- Location
- Virtual
- Series/Type
- DLSPH Event
- Dates
- February 14, 2022 from 3:30pm to 4:30pm
Links
Join us at the Data Science Applied Research and Education Seminar (ARES) with:
Dr. Rebecca Hubbard
Professor of Biostatistics
Department of Biostatistics, Epidemiology & Informatics
University of Pennsylvania Perelman School of Medicine
Free Event | Registration Required
Talk Title: Using electronic health records to accelerate research without sacrificing scientific rigor
Abstract: Opportunities to use “real world data,” including electronic health records and medical claims, have exploded over the past decade. Such data sources facilitate research in a naturalistic setting that can potentially proceed much more quickly than research relying on primary data collection. However, using data that were not collected for research purposes comes at a cost, and naïve use of such data without considering their complexity and imperfect quality can lead to biased inference. Real-world data frequently violate the assumptions of standard statistical methods, and it is not practicable to develop new methods to address every possible complication arising in their analysis.
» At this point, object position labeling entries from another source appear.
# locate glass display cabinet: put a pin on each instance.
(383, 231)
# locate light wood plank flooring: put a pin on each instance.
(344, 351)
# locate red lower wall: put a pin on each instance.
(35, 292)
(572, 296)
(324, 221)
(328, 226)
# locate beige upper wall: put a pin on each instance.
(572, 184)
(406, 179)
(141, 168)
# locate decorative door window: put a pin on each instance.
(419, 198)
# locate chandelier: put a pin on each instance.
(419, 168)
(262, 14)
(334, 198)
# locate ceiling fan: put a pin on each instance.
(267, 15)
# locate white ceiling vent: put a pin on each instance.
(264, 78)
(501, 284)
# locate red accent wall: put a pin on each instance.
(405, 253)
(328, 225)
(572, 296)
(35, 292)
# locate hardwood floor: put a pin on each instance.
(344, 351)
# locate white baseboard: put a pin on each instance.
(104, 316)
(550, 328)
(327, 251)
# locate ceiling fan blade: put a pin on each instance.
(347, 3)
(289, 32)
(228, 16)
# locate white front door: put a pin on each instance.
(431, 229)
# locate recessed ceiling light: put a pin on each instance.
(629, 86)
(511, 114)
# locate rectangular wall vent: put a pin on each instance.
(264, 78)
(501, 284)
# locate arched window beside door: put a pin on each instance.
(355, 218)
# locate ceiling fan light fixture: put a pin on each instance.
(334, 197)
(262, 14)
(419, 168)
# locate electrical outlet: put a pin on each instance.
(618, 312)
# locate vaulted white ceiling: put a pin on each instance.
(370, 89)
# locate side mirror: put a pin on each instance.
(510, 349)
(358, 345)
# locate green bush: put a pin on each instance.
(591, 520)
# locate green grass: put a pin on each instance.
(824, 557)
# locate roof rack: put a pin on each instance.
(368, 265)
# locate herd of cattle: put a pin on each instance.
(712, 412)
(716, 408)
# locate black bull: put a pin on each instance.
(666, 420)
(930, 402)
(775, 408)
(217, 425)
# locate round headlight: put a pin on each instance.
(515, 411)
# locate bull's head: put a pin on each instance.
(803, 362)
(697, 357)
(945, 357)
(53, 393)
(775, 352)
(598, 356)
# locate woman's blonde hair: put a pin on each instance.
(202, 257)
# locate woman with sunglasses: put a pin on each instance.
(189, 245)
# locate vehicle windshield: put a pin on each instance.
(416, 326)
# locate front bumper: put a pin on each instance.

The scientist is faced with a quandary: how to effectively utilize real-world data to advance research without compromising best practices for principled data analysis. Data science, bridging scientific domain expertise with technical facility in working with complex data, offers a solution to this quandary. In this talk I will use examples from my research on methods for the analysis of electronic health records (EHR) derived-data to illustrate approaches to leveraging a scientific understanding of the data generating mechanism to improve the analysis of real-world data. Drawing on this understanding, I will discuss approaches to identify, use, and develop principled methods for EHR data analysis. The overarching goal of this presentation is to raise awareness of challenges associated with the analysis of EHR data and demonstrate how a principled approach can be grounded in an understanding of the scientific context and data generating process.